Quello che in realtà mi riesce difficile ignorare è come queste dimissioni, così come quelle di Fassina, siano sintomatiche di un malessere di una parte del partito ben specifica che non digerisce l’approccio di Renzi alla leadership. Pur tenendo conto della specificità e della varietà delle posizioni (Matteo Orfini ad esempio pare più cauto), quello che traspare è l’incapacità di quel nucleo di funzionari e dirigenti formatosi all’ombra del mito del “partitone”, della “Ditta”, di accettare alcuni principi di base della vita di un moderno partito politico. Dico di un moderno partito politico progressista di stampo europeo. Il complesso d’inferiorità degli ex comunisti di matrice berlingueriana, unito a una metodologia d’azione basata sul centralismo democratico e sull’unità del partito ad ogni costo (compreso quello di evitare discussioni importanti e necessarie in quanto “divisive”), li spinge da sempre verso una strategia a doppio binario: quella della “democrazia consociativa”, a livello parlamentare/governativo e di partito.
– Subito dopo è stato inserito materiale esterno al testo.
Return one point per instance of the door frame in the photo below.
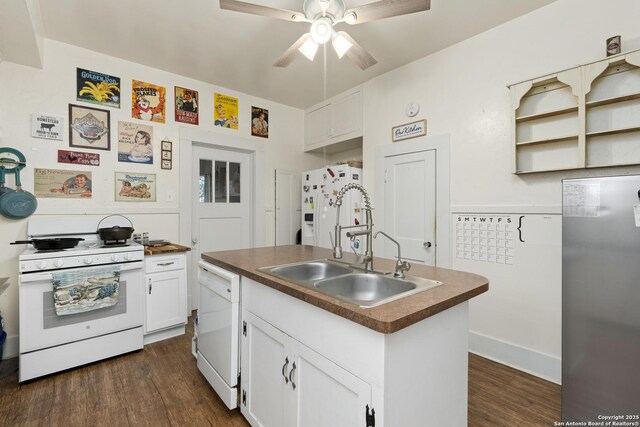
(190, 137)
(439, 143)
(296, 212)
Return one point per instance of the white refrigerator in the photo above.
(320, 188)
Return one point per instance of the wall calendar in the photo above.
(486, 238)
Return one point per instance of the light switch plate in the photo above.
(412, 109)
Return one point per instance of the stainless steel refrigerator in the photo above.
(601, 298)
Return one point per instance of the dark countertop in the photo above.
(387, 318)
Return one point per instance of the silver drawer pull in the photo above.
(293, 369)
(284, 368)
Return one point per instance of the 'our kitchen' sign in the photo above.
(409, 130)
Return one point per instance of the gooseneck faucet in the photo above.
(367, 259)
(401, 266)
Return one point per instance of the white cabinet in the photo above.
(583, 117)
(285, 383)
(165, 296)
(343, 371)
(336, 124)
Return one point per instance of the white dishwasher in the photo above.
(218, 330)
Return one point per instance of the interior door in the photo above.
(410, 206)
(288, 207)
(221, 203)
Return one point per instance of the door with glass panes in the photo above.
(221, 202)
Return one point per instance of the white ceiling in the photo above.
(195, 38)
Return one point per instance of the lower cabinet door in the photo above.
(165, 300)
(264, 369)
(326, 394)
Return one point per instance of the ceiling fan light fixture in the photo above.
(340, 44)
(309, 48)
(321, 30)
(350, 18)
(324, 4)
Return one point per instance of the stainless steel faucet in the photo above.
(401, 266)
(367, 258)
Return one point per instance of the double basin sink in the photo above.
(341, 281)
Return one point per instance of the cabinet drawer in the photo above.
(156, 263)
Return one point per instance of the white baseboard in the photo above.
(11, 347)
(521, 358)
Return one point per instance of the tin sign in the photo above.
(46, 127)
(409, 130)
(78, 158)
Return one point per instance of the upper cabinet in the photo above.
(336, 124)
(584, 117)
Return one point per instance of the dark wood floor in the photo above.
(161, 386)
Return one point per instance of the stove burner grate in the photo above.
(114, 243)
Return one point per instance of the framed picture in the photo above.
(225, 111)
(97, 88)
(260, 122)
(62, 184)
(135, 187)
(186, 105)
(78, 158)
(135, 143)
(148, 101)
(46, 127)
(409, 130)
(89, 127)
Democrazia consociativa, che si fonda sulla mediazione estenuante fra le forze politiche a livello parlamentare (proiezione del mito perenne del compromesso storico e del vecchio modello iper-parlamentarista uscito dalla Costituzione del 1948, che risentiva dell’uscita recente dalla dittatura fascista) e sul sacrificio sull’altare dell’unità del partito di ogni forma di dibattito che possa risultare divisivo per il partito stesso.
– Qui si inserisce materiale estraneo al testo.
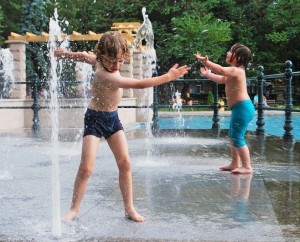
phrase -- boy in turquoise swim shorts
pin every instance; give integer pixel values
(242, 109)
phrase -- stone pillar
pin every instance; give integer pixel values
(18, 50)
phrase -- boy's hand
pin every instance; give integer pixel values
(205, 71)
(201, 58)
(176, 72)
(59, 52)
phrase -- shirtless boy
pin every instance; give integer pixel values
(101, 118)
(242, 109)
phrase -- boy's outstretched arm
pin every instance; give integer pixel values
(77, 56)
(174, 73)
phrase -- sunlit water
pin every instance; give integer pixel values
(273, 124)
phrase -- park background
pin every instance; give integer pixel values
(270, 28)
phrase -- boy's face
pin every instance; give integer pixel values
(112, 64)
(229, 57)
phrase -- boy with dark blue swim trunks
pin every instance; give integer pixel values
(101, 118)
(242, 109)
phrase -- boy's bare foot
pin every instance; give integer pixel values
(134, 216)
(228, 168)
(69, 216)
(242, 170)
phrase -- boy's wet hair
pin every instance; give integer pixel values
(111, 44)
(243, 55)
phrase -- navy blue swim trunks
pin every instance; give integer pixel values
(101, 123)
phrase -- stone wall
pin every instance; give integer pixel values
(21, 115)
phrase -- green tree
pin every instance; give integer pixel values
(285, 32)
(193, 33)
(12, 12)
(1, 25)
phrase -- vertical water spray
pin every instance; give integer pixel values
(145, 32)
(54, 35)
(6, 72)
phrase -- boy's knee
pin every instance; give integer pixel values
(85, 172)
(124, 165)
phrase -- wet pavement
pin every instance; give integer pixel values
(177, 185)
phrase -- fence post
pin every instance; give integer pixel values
(260, 130)
(35, 107)
(288, 126)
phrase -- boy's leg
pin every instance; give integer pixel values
(235, 159)
(88, 157)
(245, 159)
(119, 147)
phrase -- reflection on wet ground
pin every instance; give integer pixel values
(177, 186)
Una formazione di questo tipo non può che indurre a guardare con sconcerto a una cosa assolutamente normale quale è l’atteggiamento di Renzi: tolte di mezzo le discussioni sulle asprezze caratteriali del segretario e sul suo atteggiamento spicco e sbrigativo, Renzi si comporta da vincitore. Ha vinto, ha preso i voti, guida il partito attraverso la sua maggioranza. La maggioranza governa, la minoranza si acconci pure a fare l’opposizione interna. Una cosa inconcepibile per chi è stato abituato fino a ieri dalla pratica della democrazia consociativa e del patto di sindacato fra correnti, di cui la segreteria Bersani è stato il momento più alto. Nel partito uscito dalla rivoluzione (dal latino “revolvo”, tornare indietro) bersaniana del 2009, non esistevano una maggioranza ed una minoranza: dopo nemmeno un anno da quelle primarie, il capo della minoranza interna Dario Franceschini ha fatto un accordo con la maggioranza portando suoi uomini dentro gli organi di partito. Se per un breve momento si era potuto pensare a una normale dialettica interna fra chi aveva vinto e aveva perso, con ruoli ben distinti, quelle illusioni si sono infrante contro un muro nell’arco di breve tempo.
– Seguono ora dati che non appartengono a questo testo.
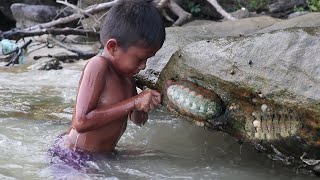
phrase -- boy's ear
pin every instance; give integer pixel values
(112, 46)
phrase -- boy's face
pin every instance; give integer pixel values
(131, 61)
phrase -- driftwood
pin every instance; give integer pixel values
(47, 28)
(64, 58)
(18, 34)
(17, 53)
(284, 5)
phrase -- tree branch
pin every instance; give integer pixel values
(18, 34)
(220, 10)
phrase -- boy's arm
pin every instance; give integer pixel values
(86, 114)
(138, 117)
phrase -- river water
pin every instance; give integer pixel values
(36, 106)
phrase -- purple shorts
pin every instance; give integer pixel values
(77, 158)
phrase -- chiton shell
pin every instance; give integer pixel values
(192, 100)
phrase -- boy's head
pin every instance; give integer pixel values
(134, 23)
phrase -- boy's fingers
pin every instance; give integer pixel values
(154, 100)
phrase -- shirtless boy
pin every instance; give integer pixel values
(133, 32)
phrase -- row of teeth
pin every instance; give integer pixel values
(274, 126)
(190, 101)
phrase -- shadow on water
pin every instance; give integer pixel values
(35, 107)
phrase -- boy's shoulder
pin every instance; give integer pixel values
(97, 63)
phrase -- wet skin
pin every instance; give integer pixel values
(107, 98)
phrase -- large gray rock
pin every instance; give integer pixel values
(178, 37)
(269, 81)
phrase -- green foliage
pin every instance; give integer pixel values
(314, 5)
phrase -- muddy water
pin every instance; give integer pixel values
(36, 106)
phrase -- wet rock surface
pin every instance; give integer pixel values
(269, 81)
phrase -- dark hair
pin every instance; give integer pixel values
(133, 21)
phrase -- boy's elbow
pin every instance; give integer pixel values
(80, 125)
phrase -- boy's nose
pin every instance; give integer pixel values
(142, 66)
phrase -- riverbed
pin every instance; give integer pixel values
(36, 106)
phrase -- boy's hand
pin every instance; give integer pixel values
(147, 100)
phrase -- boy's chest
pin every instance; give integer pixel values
(116, 90)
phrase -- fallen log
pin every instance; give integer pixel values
(64, 58)
(16, 34)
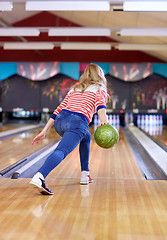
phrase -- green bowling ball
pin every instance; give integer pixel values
(106, 136)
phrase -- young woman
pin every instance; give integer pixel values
(71, 119)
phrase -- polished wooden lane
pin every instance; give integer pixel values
(114, 163)
(6, 127)
(19, 146)
(107, 209)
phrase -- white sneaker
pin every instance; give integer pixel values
(39, 181)
(85, 178)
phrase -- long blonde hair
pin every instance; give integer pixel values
(93, 74)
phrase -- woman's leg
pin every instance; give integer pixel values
(84, 150)
(68, 143)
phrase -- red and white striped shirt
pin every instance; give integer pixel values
(86, 103)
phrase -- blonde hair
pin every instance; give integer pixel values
(93, 74)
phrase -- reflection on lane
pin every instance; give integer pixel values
(18, 147)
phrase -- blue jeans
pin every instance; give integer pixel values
(73, 129)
E qui sta la chiave di lettura dell’atteggiamento della sinistra interna: Fassina, Cuperlo, non hanno nessuna intenzione di comportarsi da minoranza interna. Aver perso il controllo del partito è un evento di tale portata e gravità per chi è sempre stato educato al principio del partito come fine e non come mezzo da destabilizzarlo completamente. Essere rimasta confinata in maggioranza nel solo gruppo parlamentare rende la sinistra PD confusa, impaurita e quindi ancora più aggressiva. La strategia prescelta assai probabilmente sarà quella di strutturarsi come partito nel partito, che è cosa ben diversa dal fare la minoranza: dalla loro ci sono ancora buona parte delle strutture, dei circoli, del gruppo dirigente locale, la cassaforte degli ex DS gelosamente custodita dall’ex tesoriere Sposetti. Avendo perso il loro spazio d’influenza, opereranno per costruirsene un altro, che sia loro e controllabile solo da loro. E giunti a quel punto, forse immaginare una scissione per mano di un gruppo anche ristretto di quell’area – preso atto dell’impossibilità di influenzare direttamente il partito o di modificarne la strategia – non sarebbe più tanto uno scenario di fantapolitica.